Dobrushin whispered, “I am as new to this as you.  I can’t find the right place, help me.”

Aksinya laughed, and moved her hands downward.  He pressed forward, and with a mutual gasp, they came together.  Aksinya wrapped her body around his and cried out with amazement.  She trembled over and over and then relaxed.  His body shuddered once then again and again.  Finally he lay still.  Aksinya held on to him and wouldn’t let him move.  She kissed him and kissed him again.  Finally, she let him roll to the side, but she still clasped him possessively.

When she caught her breath, she brushed the hair away from his forehead, “You gave up your position as priest for me.”

“At this moment that is what you are thinking…?” He smiled at her, “But the answer is yes.”

“You would have given your life for me.”

“But in the end, you saved me.  I don’t think Raphael would have been able to cancel any harm the demon would have done to my body.”

She stroked his face, “Did the demon injure you?”

His voice cracked, “No, but the demon almost stole my beloved, my wife.”

She smiled and kissed him, “Truly your wife now.”  She nestled in his arms, “What will we do in the future?  Where will we go and what will we do?”

“We will leave Wien.  I have been working in immigration law.  The Americas are a place where many of our Russian compatriots are escaping…”

She snuggled closer to him, “We will go to America?”

“To Boston in the United States.  I already made connections.  They are looking for lawyers who can speak Russian.”

Aksinya pouted, “They speak a kind of English there.  How will we communicate?”

“We shall learn English.”

“Yes, I guess.  You’ve thought this through for a long time.”

“I realized early that Father Makar would oppose any help I gave you, and I knew that you would require much help.”

Her pout deepened, “Am I such a problem?”

“Yes, Aksinya, you are a very great problem.  Plus, I don’t think there is a diminutive for Aksinya.”  He rolled to face her, “What will I call you, wife?”

Aksinya wasn’t certain she should frown or smile.  She harrumphed and plucked at her lip, “My father called me Aksyusha, but I would like you to call me, Aksenyushka or perhaps Princess.”

“Very well, I shall call you Princess Akenyushka.  May I kiss you?”
“Yes, you may kiss me all you wish.”  Their lips touched. 

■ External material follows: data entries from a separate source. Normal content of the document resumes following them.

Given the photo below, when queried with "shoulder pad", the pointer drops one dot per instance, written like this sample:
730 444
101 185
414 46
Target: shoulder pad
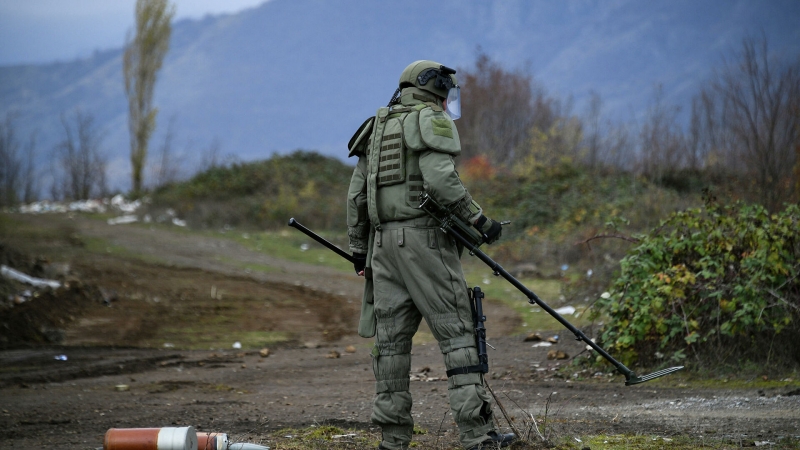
438 132
358 143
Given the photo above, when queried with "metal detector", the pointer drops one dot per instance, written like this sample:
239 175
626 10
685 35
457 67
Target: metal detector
449 223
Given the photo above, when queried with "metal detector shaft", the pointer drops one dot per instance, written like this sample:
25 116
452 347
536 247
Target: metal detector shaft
295 224
630 376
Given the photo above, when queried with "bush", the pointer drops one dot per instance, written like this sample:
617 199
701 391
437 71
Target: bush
720 284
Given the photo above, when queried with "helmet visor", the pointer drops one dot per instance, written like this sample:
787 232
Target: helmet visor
454 102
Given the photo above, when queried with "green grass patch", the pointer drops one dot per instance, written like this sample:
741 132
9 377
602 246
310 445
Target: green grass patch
324 437
293 245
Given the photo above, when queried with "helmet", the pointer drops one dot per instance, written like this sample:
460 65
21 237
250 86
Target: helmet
429 76
437 79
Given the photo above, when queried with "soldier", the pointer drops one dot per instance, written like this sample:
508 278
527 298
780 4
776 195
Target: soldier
412 269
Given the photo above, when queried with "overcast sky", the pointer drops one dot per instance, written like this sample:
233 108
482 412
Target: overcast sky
36 31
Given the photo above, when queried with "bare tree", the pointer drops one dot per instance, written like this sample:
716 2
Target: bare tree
29 184
662 147
81 160
209 157
141 63
499 111
166 168
9 162
593 137
750 104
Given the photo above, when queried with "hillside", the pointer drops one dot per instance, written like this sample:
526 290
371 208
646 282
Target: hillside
291 74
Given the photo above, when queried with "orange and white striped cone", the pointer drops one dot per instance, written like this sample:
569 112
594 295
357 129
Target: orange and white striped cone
167 438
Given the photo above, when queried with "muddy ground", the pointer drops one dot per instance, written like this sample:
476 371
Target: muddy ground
122 307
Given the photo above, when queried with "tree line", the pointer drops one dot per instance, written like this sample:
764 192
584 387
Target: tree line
78 164
743 131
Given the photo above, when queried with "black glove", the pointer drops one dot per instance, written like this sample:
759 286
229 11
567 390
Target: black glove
490 230
360 262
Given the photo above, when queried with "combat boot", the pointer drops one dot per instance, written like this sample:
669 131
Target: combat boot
495 441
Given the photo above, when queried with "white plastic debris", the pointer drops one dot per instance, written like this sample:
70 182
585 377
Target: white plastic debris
566 310
8 272
128 218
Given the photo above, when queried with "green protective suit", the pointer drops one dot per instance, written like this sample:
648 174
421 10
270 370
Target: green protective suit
413 268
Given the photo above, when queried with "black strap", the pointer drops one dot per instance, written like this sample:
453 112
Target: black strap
480 368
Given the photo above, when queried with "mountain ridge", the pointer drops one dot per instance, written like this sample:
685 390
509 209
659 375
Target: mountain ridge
304 74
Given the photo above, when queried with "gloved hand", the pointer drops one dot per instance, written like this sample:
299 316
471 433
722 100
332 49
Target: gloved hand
490 230
360 262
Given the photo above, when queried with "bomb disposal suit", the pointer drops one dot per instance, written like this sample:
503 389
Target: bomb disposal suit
413 270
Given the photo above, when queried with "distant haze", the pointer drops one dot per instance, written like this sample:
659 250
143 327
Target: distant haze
292 74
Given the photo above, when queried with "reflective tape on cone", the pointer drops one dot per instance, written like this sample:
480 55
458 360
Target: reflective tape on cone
212 441
167 438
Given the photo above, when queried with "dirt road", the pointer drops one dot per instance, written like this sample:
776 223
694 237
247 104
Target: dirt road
318 371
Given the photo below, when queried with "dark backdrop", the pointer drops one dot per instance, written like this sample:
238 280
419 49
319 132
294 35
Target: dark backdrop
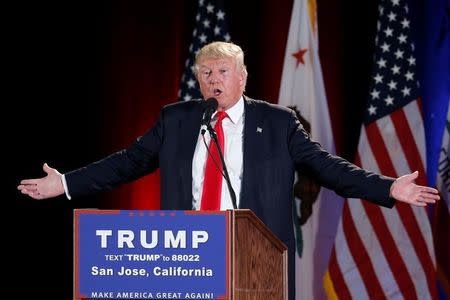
84 79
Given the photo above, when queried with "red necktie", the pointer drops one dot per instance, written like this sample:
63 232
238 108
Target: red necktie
212 182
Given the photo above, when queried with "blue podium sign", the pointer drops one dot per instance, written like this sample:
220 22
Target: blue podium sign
124 254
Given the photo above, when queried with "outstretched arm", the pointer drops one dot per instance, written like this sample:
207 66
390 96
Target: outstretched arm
405 190
45 187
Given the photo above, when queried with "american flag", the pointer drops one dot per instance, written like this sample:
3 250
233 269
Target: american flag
384 253
210 26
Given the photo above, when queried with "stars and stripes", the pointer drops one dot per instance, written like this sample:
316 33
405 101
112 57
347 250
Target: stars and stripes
210 25
382 253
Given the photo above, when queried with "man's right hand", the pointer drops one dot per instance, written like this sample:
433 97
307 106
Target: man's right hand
45 187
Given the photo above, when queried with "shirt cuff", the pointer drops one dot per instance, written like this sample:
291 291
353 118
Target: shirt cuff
66 189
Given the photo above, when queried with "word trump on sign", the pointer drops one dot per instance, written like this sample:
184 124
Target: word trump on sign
171 239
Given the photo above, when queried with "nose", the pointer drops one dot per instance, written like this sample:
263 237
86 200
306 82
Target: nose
213 78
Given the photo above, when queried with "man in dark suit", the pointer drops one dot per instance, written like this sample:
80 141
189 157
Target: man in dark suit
263 146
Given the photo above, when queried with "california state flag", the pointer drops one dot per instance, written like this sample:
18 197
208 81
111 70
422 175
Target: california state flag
302 86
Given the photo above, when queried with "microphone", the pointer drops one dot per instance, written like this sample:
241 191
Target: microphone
210 106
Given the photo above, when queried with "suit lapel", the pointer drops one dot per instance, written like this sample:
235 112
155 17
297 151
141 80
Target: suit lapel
189 126
253 124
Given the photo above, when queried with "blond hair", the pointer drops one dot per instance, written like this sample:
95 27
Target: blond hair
220 50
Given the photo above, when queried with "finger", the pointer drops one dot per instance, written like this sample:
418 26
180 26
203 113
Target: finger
31 188
414 175
428 200
429 190
29 181
420 202
431 197
47 169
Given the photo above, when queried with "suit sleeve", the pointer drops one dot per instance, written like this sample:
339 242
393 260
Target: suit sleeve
139 159
335 173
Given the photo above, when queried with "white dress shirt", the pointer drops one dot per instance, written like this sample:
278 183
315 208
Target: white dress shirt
233 127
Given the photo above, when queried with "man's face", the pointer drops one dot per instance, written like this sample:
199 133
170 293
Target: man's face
220 78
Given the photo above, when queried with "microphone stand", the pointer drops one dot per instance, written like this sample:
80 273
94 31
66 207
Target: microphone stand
213 135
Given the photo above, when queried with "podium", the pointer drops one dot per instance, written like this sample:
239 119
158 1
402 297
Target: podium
231 249
259 259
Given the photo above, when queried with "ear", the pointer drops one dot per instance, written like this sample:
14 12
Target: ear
242 80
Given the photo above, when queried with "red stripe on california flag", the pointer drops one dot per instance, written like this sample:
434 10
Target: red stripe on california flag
360 255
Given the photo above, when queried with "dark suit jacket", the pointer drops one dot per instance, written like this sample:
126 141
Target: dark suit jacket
271 156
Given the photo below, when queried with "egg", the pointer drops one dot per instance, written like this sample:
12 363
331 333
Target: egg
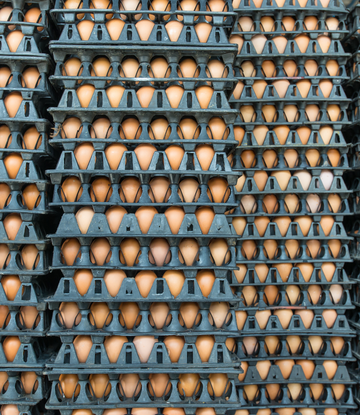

This scene fits the novel in its intimacy and maturity.  Aksinya is a mature novel about many mature things.  Assuming the novel is accepted for contract, my editor may ask me to change some of this scene to make it less intimate.  I'll make the changes because I trust their sense about the market and publication.  They may not ask for changes.  They allowed some very intimate descriptions in Aegypt and in some of my other novels.  Adult novels should have a degree of strength of intimacy especially intimacy that is morally based--like this novel.  I'll go further, many moral and ethical themes and plots are of an adult nature and require intimate scenes such as this one. 

The following is a question asked by one of my readers. I'm going to address this over time: I am awaiting for you to write a detailed installment on identifying, and targeting your audience, or, multi-layered story, for various CS Lewis did. JustTake care, and keep up the writing; I am enjoying it, and learning a lot.